Nesta segunda-feira, uma jiboia de mais de dois metros de comprimento foi capturada e devolvida à Natureza pela equipe de especialistas da Secretaria Municipal de Meio Ambiente (Semma). A ação faz parte do controle de fauna local, que procura evitar a aproximação dos animais silvestres da zona urbana. Encontrada na avenida 1° de Maio, próximo ao rio Pires de Sá, a cobra é o 62° animal resgatado e reinserido em seu habitat natural pela Prefeitura nos últimos sete meses. Devido à grande quantidade de encontros como esse, a Semma fez alerta aos ribeirinhos contendo cuidados necessários.

“Ameaça de mão dupla, os animais silvestres que vêm para a cidade representam perigo para moradores e para si próprios. Esse conflito silencioso do dia-a-dia próprio de uma mancha urbana que cresce constantemente, acaba colocando em risco o equilíbrio do ecossistema local, já que os moradores nem sempre estão preparados para lidar com estes encontros e quem sai perdendo, na maioria das vezes, são os animais”, conta Marcela Almeida, secretária municipal de Meio Ambiente.

Próximo ao rio Pires de Sá, nas imediações da avenida 1° de Maio, vários casos de aparecimento de animais silvestres foram relatados nos últimos meses. A Semma lembra que através de sua ação coordenada com a Polícia Militar Ambiental, Secretaria de Estado de Desenvolvimento Ambiental e o Corpo de Bombeiros, as equipes atendem os chamados dos moradores assim que contatados. Apenas nos últimos sete meses foram capturados e soltos na natureza 62 animais das mais variadas espécies. A maioria, entretanto, pertence às famílias das serpentes.

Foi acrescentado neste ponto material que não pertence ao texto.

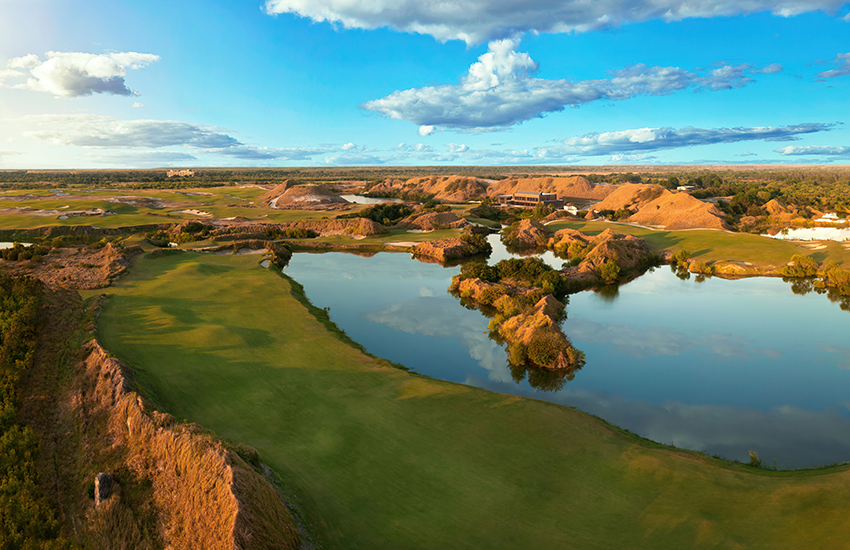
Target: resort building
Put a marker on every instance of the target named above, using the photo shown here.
(530, 199)
(172, 173)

“A falta de alimento em seu habitat é, sem dúvida, o fator que mais atrai animais para próximo das casas, pois ali o alimento é abundante” diz Thiago Baldine, assessor da Semma, que completa lembrando que “a população muitas vezes têm medo ou não sabe como agir com esses animais, que acabam se sentindo acuados e ameaçados e então atacam na tentativa de se defender. É importante que a população, ao ver esse animais, já acione os órgãos responsáveis pela captura, em vez de matá-los, pois, além de crime ambiental é um risco desnecessário ao qual a pessoa se expõe”.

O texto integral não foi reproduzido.